One example of the bitterness on this issue is underlined by PoliticsHome this morning, which has a long read on splits in Young Labour, including allegations that its Jewish chair Miriam Mirwitch is being bullied. Mirwitch’s election last year was a rare victory for Momentum’s opponents but ever since the difference between her and her committee has been obvious. Jennie Formby is set to meet Mirwitch to discuss the abuse she’s faced on social media.

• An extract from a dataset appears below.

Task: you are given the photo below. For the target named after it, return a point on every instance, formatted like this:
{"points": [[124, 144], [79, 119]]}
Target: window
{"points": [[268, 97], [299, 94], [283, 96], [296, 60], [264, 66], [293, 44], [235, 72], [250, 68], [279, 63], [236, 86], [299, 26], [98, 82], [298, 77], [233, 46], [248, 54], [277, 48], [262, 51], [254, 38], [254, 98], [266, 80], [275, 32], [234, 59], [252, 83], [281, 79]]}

BECAUSE YOU’VE READ THIS FAR...
Donald Trump’s inability to remember names strikes again. Watch him describe Apple CEO Tim Cook as ‘Tim Apple’.
4. FOOD FOR THOUGHT
Food banks, lunch clubs and homeless hostels are among the services that may run out of food after a no-deal Brexit, 15 charities have warned in a letter to the Prime Minister (released exclusively to HuffPost). Meanwhile chlorinated chicken is increasingly on the menu. Yesterday, US ambassador Woody Johnson told the Today programme “We have the lowest level of food poisoning in the United States”. But as BusinessInsider’s Adam Bienkov pointed out in fact around 14.7% of Americans suffer from a food-borne illness each year compared to just 1.5% of Brits.
5. SURGICAL STRIKES?
Britain has killed more than 4,000 Islamic State fighters in air strikes in Iraq and Syria but has only admitted to causing one civilian death in four and a half years of bombing, official data seen by HuffPost UK and the BBC shows. The idea that just one civilian death took place is of course highly unlikely given the battle for Mosul was in a built up area. With little on the ground intel, the estimates from drones thousands of feet up in the sky are not exactly going to be firm. Another example of how statistics can mislead. But the number of fighters killed is certainly high.